How differ eCAP types in cochlear implants users with and without inner ear malformations: amplitude growth function, spread of excitation, refractory recovery function
Objectives Inner ear malformations (IEMs) may result in differences in outcomes of cochlear implant user. These differences could be observed in both behavioral and objective tests. eCAP is the most common used objective test in cochlear implants and have different presence rate in cochlear implant users with and without IEMs. This study aims to evaluate eCAP results from CI user with and without IEMs through different recoding methods; amplitude growth function, spreads of excitation and refractory recovery. Methods There were 42 CI users (20 IEM&22 normal) above five-years old and with at least one year experience. Three different eCAP measurement was conducted at several intracochlear electrodes. Presence rate, threshold levels and amplitude were compared between groups. Results For Amplitude growth function measurement, when the percentage of detected eCAP thresholds was analyzed between groups, there was a significant difference only for basal electrode and no significant difference for apical and middle electrodes.
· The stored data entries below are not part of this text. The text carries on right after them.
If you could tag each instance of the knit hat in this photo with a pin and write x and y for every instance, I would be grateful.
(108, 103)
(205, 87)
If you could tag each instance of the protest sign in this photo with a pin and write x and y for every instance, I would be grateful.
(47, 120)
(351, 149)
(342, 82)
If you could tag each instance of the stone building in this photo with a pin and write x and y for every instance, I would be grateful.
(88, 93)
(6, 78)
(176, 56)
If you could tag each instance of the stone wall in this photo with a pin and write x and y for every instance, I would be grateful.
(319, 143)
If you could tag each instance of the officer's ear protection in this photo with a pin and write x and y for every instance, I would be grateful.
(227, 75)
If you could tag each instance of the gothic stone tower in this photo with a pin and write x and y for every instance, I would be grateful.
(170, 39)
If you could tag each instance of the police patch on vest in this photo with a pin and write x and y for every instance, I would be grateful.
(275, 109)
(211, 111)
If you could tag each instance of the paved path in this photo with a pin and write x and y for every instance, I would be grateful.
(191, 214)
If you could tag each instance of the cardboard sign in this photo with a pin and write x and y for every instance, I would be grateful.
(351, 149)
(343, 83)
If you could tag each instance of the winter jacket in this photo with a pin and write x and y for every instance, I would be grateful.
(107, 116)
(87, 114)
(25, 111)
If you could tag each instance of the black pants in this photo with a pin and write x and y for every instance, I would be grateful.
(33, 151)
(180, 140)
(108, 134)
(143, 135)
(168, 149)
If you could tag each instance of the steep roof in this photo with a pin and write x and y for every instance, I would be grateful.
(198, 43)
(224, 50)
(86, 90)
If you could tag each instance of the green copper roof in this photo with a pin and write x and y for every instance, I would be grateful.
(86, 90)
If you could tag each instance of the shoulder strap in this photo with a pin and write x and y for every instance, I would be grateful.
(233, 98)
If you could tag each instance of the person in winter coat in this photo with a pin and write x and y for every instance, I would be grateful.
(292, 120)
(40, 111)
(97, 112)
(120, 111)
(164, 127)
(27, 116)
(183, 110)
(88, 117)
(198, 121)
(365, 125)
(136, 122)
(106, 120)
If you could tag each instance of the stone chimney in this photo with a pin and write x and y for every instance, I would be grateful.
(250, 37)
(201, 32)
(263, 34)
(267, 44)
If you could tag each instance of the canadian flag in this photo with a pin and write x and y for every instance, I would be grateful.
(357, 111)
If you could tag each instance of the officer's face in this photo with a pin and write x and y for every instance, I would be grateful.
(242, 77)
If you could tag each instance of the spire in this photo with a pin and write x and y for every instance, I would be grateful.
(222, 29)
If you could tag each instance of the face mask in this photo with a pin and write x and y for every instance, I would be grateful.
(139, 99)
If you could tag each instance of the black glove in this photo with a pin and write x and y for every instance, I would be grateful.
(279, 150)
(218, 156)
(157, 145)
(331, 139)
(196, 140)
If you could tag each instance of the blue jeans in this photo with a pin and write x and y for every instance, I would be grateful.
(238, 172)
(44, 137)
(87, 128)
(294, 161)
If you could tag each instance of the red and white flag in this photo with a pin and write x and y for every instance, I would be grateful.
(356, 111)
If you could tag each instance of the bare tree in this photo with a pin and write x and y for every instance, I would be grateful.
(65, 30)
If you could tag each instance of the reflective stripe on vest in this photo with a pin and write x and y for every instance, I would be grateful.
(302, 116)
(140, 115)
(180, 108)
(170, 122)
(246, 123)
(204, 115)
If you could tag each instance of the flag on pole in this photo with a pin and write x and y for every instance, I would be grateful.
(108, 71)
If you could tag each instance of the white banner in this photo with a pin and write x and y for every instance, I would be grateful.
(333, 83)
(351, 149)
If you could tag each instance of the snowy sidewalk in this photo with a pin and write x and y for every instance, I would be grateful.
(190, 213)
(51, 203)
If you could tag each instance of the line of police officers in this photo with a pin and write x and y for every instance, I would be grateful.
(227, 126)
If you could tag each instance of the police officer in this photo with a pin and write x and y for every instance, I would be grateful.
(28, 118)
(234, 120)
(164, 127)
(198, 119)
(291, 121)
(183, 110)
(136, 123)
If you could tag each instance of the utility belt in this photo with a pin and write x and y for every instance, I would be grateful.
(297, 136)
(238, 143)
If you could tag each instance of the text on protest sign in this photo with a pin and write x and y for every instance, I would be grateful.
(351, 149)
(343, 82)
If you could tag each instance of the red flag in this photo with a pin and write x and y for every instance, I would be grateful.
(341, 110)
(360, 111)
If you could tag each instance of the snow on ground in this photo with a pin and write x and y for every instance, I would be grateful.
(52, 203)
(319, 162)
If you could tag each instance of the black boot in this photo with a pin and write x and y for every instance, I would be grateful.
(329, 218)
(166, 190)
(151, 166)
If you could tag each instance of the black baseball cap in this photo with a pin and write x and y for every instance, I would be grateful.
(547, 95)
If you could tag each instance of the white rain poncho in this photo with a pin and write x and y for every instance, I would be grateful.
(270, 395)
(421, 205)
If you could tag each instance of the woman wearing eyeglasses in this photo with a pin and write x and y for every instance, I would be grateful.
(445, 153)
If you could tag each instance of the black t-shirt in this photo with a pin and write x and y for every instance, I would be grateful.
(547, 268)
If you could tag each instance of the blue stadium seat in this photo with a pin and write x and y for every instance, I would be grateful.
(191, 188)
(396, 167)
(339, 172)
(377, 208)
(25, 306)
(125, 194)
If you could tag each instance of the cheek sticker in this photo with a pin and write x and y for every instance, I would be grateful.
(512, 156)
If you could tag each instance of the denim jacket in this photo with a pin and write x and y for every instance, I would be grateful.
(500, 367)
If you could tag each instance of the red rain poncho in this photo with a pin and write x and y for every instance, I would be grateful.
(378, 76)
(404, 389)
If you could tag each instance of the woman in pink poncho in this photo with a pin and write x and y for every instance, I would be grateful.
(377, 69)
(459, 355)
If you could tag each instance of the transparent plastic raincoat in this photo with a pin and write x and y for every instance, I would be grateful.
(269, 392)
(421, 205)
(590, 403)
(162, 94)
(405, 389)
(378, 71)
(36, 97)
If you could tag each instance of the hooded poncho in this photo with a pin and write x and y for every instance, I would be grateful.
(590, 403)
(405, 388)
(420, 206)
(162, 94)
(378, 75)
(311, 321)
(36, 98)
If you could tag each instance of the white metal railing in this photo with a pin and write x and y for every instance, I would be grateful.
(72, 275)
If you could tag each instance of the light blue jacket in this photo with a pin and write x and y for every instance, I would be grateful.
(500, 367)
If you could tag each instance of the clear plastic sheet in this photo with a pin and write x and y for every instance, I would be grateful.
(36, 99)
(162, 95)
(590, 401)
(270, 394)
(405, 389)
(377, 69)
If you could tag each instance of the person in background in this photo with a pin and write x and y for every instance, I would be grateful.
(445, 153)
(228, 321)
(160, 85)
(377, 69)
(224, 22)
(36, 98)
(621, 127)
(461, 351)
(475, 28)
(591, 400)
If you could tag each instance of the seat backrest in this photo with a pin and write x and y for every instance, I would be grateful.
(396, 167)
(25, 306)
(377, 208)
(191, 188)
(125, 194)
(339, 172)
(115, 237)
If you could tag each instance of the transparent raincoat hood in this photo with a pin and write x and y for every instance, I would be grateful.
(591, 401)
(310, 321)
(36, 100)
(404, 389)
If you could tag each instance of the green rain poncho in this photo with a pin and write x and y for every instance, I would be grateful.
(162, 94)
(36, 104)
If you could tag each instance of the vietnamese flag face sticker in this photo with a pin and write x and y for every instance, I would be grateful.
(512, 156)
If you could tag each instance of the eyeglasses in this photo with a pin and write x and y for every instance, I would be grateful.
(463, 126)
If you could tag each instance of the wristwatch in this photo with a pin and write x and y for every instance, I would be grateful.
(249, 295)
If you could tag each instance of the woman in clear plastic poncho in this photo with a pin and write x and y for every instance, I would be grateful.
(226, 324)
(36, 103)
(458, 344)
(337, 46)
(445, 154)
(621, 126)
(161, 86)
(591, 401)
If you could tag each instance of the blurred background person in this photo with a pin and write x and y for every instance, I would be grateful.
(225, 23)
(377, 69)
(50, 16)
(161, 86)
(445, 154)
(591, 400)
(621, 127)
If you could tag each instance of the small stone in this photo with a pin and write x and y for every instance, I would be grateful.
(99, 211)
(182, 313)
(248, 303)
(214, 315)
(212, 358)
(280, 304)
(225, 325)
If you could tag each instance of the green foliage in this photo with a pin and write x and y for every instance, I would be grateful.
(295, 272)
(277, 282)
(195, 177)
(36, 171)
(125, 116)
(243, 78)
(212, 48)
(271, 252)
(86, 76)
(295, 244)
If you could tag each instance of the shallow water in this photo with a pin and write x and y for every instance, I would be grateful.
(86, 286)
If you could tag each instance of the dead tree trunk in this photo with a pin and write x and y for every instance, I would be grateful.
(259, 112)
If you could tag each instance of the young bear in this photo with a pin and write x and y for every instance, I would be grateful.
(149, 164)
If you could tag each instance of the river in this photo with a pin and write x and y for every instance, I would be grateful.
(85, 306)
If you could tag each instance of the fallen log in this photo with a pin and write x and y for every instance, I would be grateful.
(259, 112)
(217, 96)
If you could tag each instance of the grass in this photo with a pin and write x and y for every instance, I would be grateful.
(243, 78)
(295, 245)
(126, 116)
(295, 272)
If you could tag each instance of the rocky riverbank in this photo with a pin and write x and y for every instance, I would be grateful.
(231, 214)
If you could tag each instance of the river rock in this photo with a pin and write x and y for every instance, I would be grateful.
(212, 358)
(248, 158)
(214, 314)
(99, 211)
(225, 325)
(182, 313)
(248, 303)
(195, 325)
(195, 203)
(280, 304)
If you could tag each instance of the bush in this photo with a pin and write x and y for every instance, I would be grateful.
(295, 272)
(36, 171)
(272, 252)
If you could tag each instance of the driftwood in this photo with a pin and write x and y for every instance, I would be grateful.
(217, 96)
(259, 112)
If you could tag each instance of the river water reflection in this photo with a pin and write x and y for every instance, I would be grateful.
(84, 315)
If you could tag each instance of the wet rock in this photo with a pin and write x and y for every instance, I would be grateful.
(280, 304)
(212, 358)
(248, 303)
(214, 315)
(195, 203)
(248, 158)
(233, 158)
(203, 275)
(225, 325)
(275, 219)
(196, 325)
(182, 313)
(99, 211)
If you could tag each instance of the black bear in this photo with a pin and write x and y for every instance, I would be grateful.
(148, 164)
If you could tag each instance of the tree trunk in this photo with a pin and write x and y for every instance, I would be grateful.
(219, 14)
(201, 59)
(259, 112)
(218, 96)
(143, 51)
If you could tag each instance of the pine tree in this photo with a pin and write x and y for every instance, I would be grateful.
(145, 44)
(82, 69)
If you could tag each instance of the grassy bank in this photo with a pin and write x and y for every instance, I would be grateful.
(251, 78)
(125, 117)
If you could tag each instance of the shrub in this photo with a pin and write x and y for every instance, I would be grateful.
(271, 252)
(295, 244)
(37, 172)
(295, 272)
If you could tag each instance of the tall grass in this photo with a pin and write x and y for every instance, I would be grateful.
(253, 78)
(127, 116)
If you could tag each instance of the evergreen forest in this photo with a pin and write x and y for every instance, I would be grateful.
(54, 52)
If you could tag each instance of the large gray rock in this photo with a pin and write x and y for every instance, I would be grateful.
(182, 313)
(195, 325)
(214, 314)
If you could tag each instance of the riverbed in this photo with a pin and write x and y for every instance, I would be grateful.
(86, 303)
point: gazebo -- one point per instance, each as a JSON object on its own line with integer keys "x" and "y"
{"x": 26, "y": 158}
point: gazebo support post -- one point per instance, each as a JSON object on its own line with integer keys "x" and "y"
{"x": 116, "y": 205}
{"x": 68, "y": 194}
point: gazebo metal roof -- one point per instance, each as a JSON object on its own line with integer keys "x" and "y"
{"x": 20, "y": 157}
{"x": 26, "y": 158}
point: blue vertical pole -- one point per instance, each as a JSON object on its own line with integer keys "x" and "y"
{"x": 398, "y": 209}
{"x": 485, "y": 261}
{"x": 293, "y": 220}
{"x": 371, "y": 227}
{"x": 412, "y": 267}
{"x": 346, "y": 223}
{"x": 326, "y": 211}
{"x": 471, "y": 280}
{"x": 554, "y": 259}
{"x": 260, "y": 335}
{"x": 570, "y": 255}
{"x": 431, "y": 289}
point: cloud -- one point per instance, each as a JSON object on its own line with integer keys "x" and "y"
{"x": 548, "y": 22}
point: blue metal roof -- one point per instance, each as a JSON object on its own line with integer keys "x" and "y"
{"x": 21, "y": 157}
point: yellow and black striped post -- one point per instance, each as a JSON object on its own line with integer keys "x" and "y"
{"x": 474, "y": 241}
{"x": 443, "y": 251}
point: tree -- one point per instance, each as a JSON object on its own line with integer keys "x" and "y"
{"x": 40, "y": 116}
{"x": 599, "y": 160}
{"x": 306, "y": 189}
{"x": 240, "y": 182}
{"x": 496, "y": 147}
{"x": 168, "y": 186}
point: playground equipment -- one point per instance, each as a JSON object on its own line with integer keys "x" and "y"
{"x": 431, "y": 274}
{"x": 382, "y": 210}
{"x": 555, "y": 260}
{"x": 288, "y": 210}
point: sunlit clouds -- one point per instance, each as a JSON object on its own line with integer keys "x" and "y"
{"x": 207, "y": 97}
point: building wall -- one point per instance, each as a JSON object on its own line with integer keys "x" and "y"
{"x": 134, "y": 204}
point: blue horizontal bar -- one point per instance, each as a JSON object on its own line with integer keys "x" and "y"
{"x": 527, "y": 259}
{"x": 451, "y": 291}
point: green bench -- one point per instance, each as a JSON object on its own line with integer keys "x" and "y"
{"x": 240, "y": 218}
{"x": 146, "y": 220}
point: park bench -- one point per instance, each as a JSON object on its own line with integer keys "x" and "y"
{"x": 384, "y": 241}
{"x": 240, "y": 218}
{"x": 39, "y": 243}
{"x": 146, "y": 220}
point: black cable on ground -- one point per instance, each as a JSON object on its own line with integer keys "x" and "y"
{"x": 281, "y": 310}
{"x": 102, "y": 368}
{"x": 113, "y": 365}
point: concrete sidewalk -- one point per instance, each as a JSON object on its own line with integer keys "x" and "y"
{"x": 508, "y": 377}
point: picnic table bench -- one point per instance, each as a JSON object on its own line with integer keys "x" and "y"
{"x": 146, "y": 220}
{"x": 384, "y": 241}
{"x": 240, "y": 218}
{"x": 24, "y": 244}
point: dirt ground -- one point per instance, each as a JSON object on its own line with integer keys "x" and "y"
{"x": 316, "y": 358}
Similarly, the presence rate of RecF-eCAP for both groups were in a downward trend from apical to basal. However, there was no significant difference in AGF-eCAP and RecF-eCAP amplitudes between groups for the cochlea’s apical, middle and basal region. Although the presence rate of SOE-eCAP was lower for IEM group, there was no significant difference in ECAP amplitudes for all maskers. Conclusions It could be inferred that even though the observable eCAP rate differed between these two groups when the observable eCAP was recorded, the IEM group produced eCAP with similar amplitudes to normal cochlea group.